In der aktuellen Diskussion um den neuen Medienbetrachter in der deutschsprachigen Wikipedia kam es zu einer Machtprobe zwischen von Autoren gewählten Administratoren und der Betreiberin der Wissensplattform, der Wikimedia Foundation (WMF). Ein Meinungsbild hatte ergeben, dass sich 190 von 262 teilnehmenden Nutzern für eine standardmässige Abschaltung der neuen Funktion aussprechen. Nach Feststellung dieses Ergebnisses meldete sich Fabrice Florin, Produktmanager bei der WMF zu Wort und verkündete, dass diesem Wunsch nicht nachgekommen werde. Seitdem versteift sich die Diskussion darauf, dass das Ergebnis des Meinungsbildes umzusetzen sei. Ein neues Meinungsbild, dass den Mitarbeitern der WMF die übergeordneten Rechte entziehen soll, findet innerhalb kürzester Zeit viele Unterstützer.

Kern des aktuellen Konflikts zwischen einigen Autoren in der deutschsprachigen Wikipedia und der WMF ist aber nicht die Frage nach der Qualität oder der Funktion des Medienbetrachters. Vielmehr geht es darum, wer in der Wikipedia das letzte Wort hat. Der Konflikt ist im Bereich der Open Source-Bewegung nichts Neues. Regelmäßig kommt es zu Forks oder Projektausstiegen, weil sich Mitwirkende uneinig sind. Prominentes Beispiel ist die Aufspaltung der freien Bürosoftware in OpenOffice und LibreOffice. Auch hier gab es Uneinigkeit zwischen ehrenamtlich Mitarbeitenden und der Firma Oracle die die Namensrechte besaß. In der Geschichte der Wikipedia gab es bereits mehrfach den Schritt zum Fork, so beispielsweise in der spanischen oder auch der deutschsprachigen Wikipedia, wie z. B. das Projekt PlusPedia.
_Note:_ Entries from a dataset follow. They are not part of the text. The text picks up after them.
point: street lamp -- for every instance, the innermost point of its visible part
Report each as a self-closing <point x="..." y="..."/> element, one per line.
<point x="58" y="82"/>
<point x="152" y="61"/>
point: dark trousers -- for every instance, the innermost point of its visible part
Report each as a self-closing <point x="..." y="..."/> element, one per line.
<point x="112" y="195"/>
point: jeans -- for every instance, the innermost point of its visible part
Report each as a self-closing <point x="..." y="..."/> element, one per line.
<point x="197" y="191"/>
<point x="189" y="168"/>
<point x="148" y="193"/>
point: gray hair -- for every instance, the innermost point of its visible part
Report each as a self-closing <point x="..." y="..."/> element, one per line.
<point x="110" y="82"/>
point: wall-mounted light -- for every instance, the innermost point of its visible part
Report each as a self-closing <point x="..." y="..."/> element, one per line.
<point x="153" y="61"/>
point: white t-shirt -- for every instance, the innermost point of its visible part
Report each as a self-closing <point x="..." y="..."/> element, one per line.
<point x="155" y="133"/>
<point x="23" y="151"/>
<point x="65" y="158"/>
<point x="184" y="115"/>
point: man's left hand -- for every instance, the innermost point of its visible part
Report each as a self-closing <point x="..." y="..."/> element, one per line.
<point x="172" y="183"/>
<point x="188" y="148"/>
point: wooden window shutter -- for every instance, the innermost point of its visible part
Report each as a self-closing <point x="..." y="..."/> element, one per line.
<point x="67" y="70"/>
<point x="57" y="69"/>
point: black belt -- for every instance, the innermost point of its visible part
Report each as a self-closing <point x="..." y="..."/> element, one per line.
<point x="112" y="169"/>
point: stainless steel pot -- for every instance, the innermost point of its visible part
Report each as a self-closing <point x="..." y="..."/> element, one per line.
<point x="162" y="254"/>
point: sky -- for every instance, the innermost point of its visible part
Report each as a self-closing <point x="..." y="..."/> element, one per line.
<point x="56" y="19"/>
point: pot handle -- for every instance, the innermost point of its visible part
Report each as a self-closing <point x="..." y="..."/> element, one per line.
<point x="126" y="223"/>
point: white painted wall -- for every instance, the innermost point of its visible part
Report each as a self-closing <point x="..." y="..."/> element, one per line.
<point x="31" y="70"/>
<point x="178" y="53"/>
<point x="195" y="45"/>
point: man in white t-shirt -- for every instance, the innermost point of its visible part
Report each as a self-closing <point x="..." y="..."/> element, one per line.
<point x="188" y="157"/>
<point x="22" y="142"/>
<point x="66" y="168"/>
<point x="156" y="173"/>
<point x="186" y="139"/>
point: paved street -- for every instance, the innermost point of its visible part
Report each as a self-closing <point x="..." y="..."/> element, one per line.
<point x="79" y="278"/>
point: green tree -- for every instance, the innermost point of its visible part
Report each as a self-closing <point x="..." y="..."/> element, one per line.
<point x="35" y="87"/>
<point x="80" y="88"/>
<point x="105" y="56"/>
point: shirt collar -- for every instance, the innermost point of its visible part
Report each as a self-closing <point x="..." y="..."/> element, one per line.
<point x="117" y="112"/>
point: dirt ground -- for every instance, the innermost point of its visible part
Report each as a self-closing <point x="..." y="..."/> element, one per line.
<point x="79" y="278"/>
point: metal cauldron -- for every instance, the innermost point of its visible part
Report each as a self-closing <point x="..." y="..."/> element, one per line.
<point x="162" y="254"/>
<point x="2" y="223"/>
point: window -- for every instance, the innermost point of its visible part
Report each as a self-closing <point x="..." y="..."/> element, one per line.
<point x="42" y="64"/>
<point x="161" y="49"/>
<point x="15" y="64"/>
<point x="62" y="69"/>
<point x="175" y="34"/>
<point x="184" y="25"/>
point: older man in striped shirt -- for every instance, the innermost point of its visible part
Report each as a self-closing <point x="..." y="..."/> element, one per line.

Open Source bzw. Open Content (in der Wikipedia) funktioniert nach einem einfachen Prinzip. Beteiligte lizensieren das Ergebnis ihrer eingebrachten Arbeitskraft in einer Form, die Verbreitung, Vervielfältigung, Nutzung und Weiterverarbeitung ermöglicht. Dabei gibt es verschiedene Philosophien, doch das Grundprinzip bleibt immer gleich. Bezogen auf die Wikipedia verschenken die Urheber von Texten das Recht diese beliebig zu vervielfältigen, verbreiten und öffentlich zugänglich zu machen, sowie gestatten die Bearbeitung der Inhalte. Dezidiert liest sich das in den Nutzungsbedingungen so:

Wobei Ihnen [beim Beitragen zum Projekt bzw. der Bearbeitung von Inhalten] Folgendes bewusst ist: Sie stellen Ihre Beiträge unter einer freien Lizenz ein – Sie müssen Beiträge und Bearbeitungen, die Sie auf einer unserer Seiten oder in einem unserer Projekte einbringen, grundsätzlich einer freien und offenen Lizenz unterstellen (außer Ihr Beitrag ist gemeinfrei).

Anders liese sich ein Projekt wie die Wikipedia auch gar nicht betreiben. Die Betreiberin, hier die Wikimedia Foundation, würde mit der Bereitstellung der Artikel permanent Urheberrechtsverletzungen begehen, weil sie unmöglich die Rechte bei jedem einzelnen Nutzer einholen kann. Ähnlich funktionieren übrigens auch dezidiert soziale Netzwerke. In diesem Punkt sind sich die Nutzungsbedingungen von Facebook und der Wikipedia gar nicht so fremd.

Wem gehört also die Wikipedia um auf die Frage dieses Artikels zu kommen? Ideell und ein wenig philosophisch betrachtet der Menschheit, die gemeinsam Wissen sammelt und rezipiert. Die Inhalte sind frei. Der Name und die (meiste) Infrastruktur – dazu gehört neben den Servern etwa auch die Rechtsvertretung – in der sie betrieben wird der Wikimedia Foundation (WMF). Solange sich Autoren unter diesem Namen und auf diesen Servern tummeln und dort gemeinsam Wissen sammeln, geschieht das zu den Regeln der WMF.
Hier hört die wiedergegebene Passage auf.